Puis, en 1987, travaillant seule dans le cadre d’une formation pour l’ENAM de Meknès, nous avons complété cette approche par une analyse des discours spécialisés. En effet, les étudiants suivaient non seulement leurs enseignements en français, mais devaient, à l’occasion d’un stage effectué sur le terrain en arabe dialectal ou en berbère, tenir un cahier de stage en français. Nous avons dû répertorier toutes les situations vécues par les étudiants et qui devaient être relatées, puis nous avons collecté tous les documents en langue française véhiculant le même contenu (les semences, les plantations, la taille, l’entretien du tracteur, etc.). Nous en avons fait alors une analyse fine et élaboré un référentiel linguistique contenant toutes les compétences à faire acquérir aux étudiants pour qu’ils puissent réaliser la rédaction de leur cahier de stage. Ce travail a fait l’objet d’une publication restreinte essentiellement pour les étudiants de l’établissement. C’est lors de cette deuxième expérience que nous avons pu prendre conscience de l’importance de cette étape d’analyse des situations vécues par les apprenants.

Enfin, dès 1986, en tant que consultante-formatrice en milieu professionnel, nous avons mis en place, avec plusieurs équipes d’enseignants, des formations pour les agents de maîtrise et les cadres des établissements publics ou privés marocains. C’est à l’occasion de ces formations, que nous avons découvert l’ingénierie de la formation. Cette démarche est venue compléter et conceptualiser la démarche que nous avions nous-mêmes mise en œuvre. Ainsi, dès 1986, nous étions en possession d’un outil puissant que nous avons affiné tout au long de nos autres expériences : les méthodes de français faites au Centre d’instruction de la marine royale (CIMR) pour les élèves-matelots ("Matelots à vos classes !") et pour les sous-officiers ("Tableau de bord") ; les méthodes pour l’OFPTT ; la formation d’équipes de formateurs-concepteurs au sein des Instituts français pour l’élaboration de formations pour les étudiants scientifiques des universités.

Au Maroc, à partir de 1997, même si les besoins sont toujours présents, ils ont beaucoup diminué, en raison d’une autre disposition prise par les autorités marocaines en 1991. En effet, il a été décidé de recruter à l’École normale supérieure (ENS) de Rabat des professeurs de premier cycle de mathématiques, de sciences naturelles et de sciences physiques (qui enseignaient en langue arabe), de leur faire suivre des études linguistiques en français appropriées (formation à laquelle nous avons participé) et de les renvoyer au lycée pour assurer une discipline, bien mal nommée "Traduction", à raison de 5 h pour chacun des trois niveaux.

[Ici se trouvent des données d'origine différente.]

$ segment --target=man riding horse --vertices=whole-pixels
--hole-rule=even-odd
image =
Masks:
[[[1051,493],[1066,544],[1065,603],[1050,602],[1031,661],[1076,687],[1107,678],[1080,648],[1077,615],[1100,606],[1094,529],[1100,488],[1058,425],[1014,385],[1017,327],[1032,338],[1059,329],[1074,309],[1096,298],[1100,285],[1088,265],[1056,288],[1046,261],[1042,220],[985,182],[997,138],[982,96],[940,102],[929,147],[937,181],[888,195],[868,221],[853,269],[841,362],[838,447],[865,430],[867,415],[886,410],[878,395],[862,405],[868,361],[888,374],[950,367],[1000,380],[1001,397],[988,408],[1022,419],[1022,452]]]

Durant ces heures de cours, l’objectif visé est de faciliter pour les élèves le passage d’un discours spécialisé en langue arabe au même discours spécialisé en langue française. Les nouveaux bacheliers étant mieux préparés à suivre leurs études supérieures en langue française, nous nous sommes consacré à des formations plus ponctuelles pour le monde professionnel, affinant ainsi notre approche basée sur l’ingénierie de la formation.

En 2002, nommée attachée de coopération pour le français à Alger, nous avons découvert une situation analogue à celle que nous avions connue au Maroc. Si des expériences similaires à celles menées au Maroc n’avaient pas encore été entreprises, c’est que la situation dans l’enseignement supérieur était au départ très différente.

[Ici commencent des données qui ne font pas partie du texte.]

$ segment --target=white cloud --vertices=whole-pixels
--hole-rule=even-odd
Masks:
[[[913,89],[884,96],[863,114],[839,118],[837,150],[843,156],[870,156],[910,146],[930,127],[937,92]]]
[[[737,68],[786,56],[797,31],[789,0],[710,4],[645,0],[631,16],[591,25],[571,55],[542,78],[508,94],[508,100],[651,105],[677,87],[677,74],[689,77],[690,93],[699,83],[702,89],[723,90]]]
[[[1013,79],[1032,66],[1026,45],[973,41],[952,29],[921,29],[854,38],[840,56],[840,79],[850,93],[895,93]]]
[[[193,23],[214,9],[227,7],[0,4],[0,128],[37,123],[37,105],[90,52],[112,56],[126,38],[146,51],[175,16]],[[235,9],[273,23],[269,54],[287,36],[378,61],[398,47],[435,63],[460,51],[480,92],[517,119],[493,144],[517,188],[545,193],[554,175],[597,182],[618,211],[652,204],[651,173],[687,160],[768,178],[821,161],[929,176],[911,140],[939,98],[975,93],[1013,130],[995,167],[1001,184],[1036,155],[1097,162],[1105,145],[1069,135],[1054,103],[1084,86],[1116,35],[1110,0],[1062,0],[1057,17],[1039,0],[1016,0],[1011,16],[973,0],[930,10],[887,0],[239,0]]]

En effet, au Maroc, un décret stipule que l’enseignement supérieur doit être fait en français, à l’exclusion des études sur la langue arabe et des études islamiques, alors qu’en Algérie un décret stipule que l’enseignement supérieur doit être fait en arabe, à l’exclusion de la médecine et des sciences de l’ingénieur. La situation algérienne était donc plus difficile à gérer, car bien des enseignants, formés en langue française, continuaient d’enseigner en français.

Ce n’est que depuis 2002 que l’enseignement supérieur algérien a choisi d’enseigner peu à peu en langue française.

Attendu que le bagage en langue française de la plupart des étudiants de première année du supérieur est largement insuffisant (ils ont suivi en moyenne et dans le meilleur des cas 1200 h de langue française de la troisième année du primaire jusqu’au baccalauréat), ceux-ci sont complètement démunis dans des cours dispensés en langue française. Ils n’arrivent pas à réorganiser leurs connaissances dans cette langue pour réussir à suivre les cours (TD et TP), à se documenter, à préparer et à passer leurs examens. C’est ainsi que nombre d’étudiants abandonnent leurs études de médecine ou bien prennent un congé pour suivre une année de cours de français. Comme la plupart des étudiants ont peu de temps à consacrer à un perfectionnement en langue française et que celui-ci, lorsqu’il existe, est peu performant, nous avons opté pour l’élaboration de méthodes de français spécifiques à chacune des filières pour lesquelles une demande était formulée. Nous avons d’abord répondu à la demande de l’École supérieure de banque (ESB) d’Alger. Mais, le temps manquant pour répondre à toutes les demandes, nous avons décidé de former des concepteurs-formateurs de méthodes de français spécifiques à chaque spécialité et de les suivre étroitement dans l’élaboration de ces méthodes.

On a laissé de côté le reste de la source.